Hydrothermal Synthesis of Hematite Nanoparticles Decorated on Carbon Mesospheres and Their Synergetic Action on the Thermal Decomposition of Nitrocellulose

Abstract: In this study, carbon mesospheres (CMS) and iron oxide nanoparticles decorated on carbon mesospheres (Fe2O3-CMS) were effectively synthesized by a direct and simple hydrothermal approach. α-Fe2O3 nanoparticles have been successfully dispersed in situ on a CMS surface. The nanoparticles obtained have been characterized by employing different analytical techniques encompassing Fourier transform infrared (FTIR) spectroscopy, Raman spectroscopy, X-ray diffraction (XRD) and scanning electron microscopy (SEM).
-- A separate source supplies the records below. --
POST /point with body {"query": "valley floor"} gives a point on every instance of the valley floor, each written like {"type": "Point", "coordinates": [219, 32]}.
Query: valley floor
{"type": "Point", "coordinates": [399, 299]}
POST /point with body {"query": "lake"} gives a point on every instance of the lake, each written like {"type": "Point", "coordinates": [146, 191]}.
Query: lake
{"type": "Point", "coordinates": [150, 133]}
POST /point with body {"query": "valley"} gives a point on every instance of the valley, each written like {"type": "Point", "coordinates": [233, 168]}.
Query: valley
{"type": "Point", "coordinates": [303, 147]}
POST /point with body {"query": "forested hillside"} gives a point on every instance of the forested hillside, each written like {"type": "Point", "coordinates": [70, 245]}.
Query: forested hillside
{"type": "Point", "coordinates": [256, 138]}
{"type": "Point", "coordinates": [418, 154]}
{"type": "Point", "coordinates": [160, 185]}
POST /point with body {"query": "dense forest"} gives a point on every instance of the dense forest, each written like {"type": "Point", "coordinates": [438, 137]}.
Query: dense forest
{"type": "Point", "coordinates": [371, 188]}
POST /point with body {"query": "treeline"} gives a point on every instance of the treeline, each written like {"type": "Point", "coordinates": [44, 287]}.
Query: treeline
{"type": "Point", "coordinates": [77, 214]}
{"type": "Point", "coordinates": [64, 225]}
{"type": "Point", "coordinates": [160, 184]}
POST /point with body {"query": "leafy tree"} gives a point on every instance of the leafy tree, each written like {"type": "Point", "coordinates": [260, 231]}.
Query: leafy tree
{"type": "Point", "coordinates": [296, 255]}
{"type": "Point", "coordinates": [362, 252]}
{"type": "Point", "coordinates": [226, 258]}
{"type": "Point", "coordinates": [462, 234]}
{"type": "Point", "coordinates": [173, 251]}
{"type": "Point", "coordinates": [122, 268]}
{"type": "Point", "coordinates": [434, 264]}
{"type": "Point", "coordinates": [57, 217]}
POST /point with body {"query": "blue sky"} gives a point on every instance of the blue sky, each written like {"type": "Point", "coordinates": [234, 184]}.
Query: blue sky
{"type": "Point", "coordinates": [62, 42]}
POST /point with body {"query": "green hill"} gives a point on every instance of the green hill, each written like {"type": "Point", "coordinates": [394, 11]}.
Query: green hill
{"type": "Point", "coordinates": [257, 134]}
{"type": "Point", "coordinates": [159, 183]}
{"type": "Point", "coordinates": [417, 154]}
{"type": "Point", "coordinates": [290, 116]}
The produced carbon mesospheres, mostly spherical in shape, exhibited an average size of 334.5 nm, whereas that of Fe2O3 supported on CMS is at around 80 nm. The catalytic effect of the nanocatalyst on the thermal behavior of cellulose nitrate (NC) was investigated by utilizing differential scanning calorimetry (DSC). The determination of kinetic parameters has been carried out using four isoconversional kinetic methods based on DSC data obtained at various heating rates. It is demonstrated that Fe2O3-CMS have a minor influence on the decomposition temperature of NC, while a noticeable diminution of the activation energy is acquired. In contrast, pure CMS have a slight stabilizing effect with an increase of apparent activation energy. Furthermore, the decomposition reaction mechanism of NC is affected by the introduction of the nano-catalyst. Lastly, we can infer that Fe2O3-CMS may be securely employed as an effective catalyst for the thermal decomposition of NC.